Nigeria alone has more Anglicans than the U.S., Canada and Great Britain combined. When Anglican leaders from the global South insisted on punishing the U.S. church for same-sex marriage, they had the votes to get most of what they wanted. A joint statement said U.S. church's policy on same-sex marriage represented a fundamental departure from the faith and teaching held by the majority of the Anglican provinces.The punishment, shutting the American church out of doctrinal meetings of the Anglican Communion for the next three years, was not enough for the Ugandan Primate, Archbishop Stanley Ntagali, who stalked out of the meeting.
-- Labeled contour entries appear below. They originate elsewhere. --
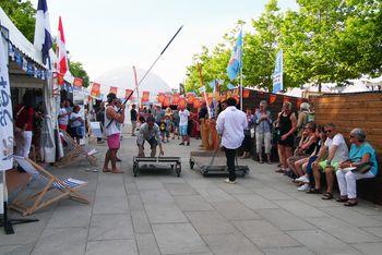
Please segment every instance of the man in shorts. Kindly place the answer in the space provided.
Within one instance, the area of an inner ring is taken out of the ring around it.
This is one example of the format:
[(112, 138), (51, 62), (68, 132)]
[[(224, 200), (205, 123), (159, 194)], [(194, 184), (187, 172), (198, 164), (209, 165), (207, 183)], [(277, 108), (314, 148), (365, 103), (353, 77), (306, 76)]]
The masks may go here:
[(138, 134), (138, 137), (136, 137), (139, 157), (145, 157), (144, 155), (145, 141), (147, 141), (147, 143), (150, 144), (150, 147), (152, 150), (151, 157), (155, 157), (157, 146), (159, 146), (159, 149), (160, 149), (159, 155), (163, 156), (165, 154), (162, 147), (160, 130), (159, 130), (159, 126), (155, 123), (155, 119), (153, 117), (148, 117), (146, 122), (142, 124), (140, 127), (140, 133)]
[(312, 163), (315, 187), (308, 193), (321, 193), (321, 172), (324, 172), (327, 187), (322, 199), (332, 199), (334, 174), (338, 170), (339, 163), (349, 158), (349, 150), (344, 136), (337, 132), (334, 124), (326, 124), (324, 126), (324, 133), (327, 138), (324, 146), (322, 146), (317, 160)]
[(179, 133), (181, 135), (181, 143), (179, 145), (184, 145), (184, 142), (187, 142), (187, 146), (190, 146), (190, 136), (188, 135), (189, 116), (189, 110), (186, 107), (181, 107), (179, 110)]

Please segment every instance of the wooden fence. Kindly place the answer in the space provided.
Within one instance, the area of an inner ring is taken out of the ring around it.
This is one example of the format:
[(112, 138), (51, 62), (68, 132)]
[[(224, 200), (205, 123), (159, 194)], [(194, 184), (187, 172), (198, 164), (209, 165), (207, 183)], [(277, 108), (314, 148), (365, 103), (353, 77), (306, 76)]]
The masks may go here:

Ntagali had been pushing for a stronger resolution calling upon the American and Canadian churches to "voluntarily withdraw from the meeting and other Anglican Communion activities until they repented of their decisions that have torn the fabric of the Anglican Communion at its deepest level."
After the vote, the Archbishop of Canterbury, Justin Welby, issued a statement attempting to mitigate the schism. “It’s a constant source of deep sadness that people are persecuted for their sexuality," he wrote. "I want to take this opportunity personally to say how sorry I am for the hurt and pain, in the past and present, that the church has caused and the love that we at times completely failed to show, and still do, in many parts of the world including in this country.”
As for the still divided church, Welby hopes that the primates will continue to "walk together," a phrase taken from Amos 3:3: "Can two walk together, except they be agreed?" (KJV)
The feelings of LGBT Christians aside, Giles Fraser in The Guardian takes a look at the bright side:
For three years the American church will be banned from various doctrinal and ecumenical meetings of the communion. Given that such meetings are about as interesting at watching paint dry, one might conclude that the Americans have been rewarded rather than punished.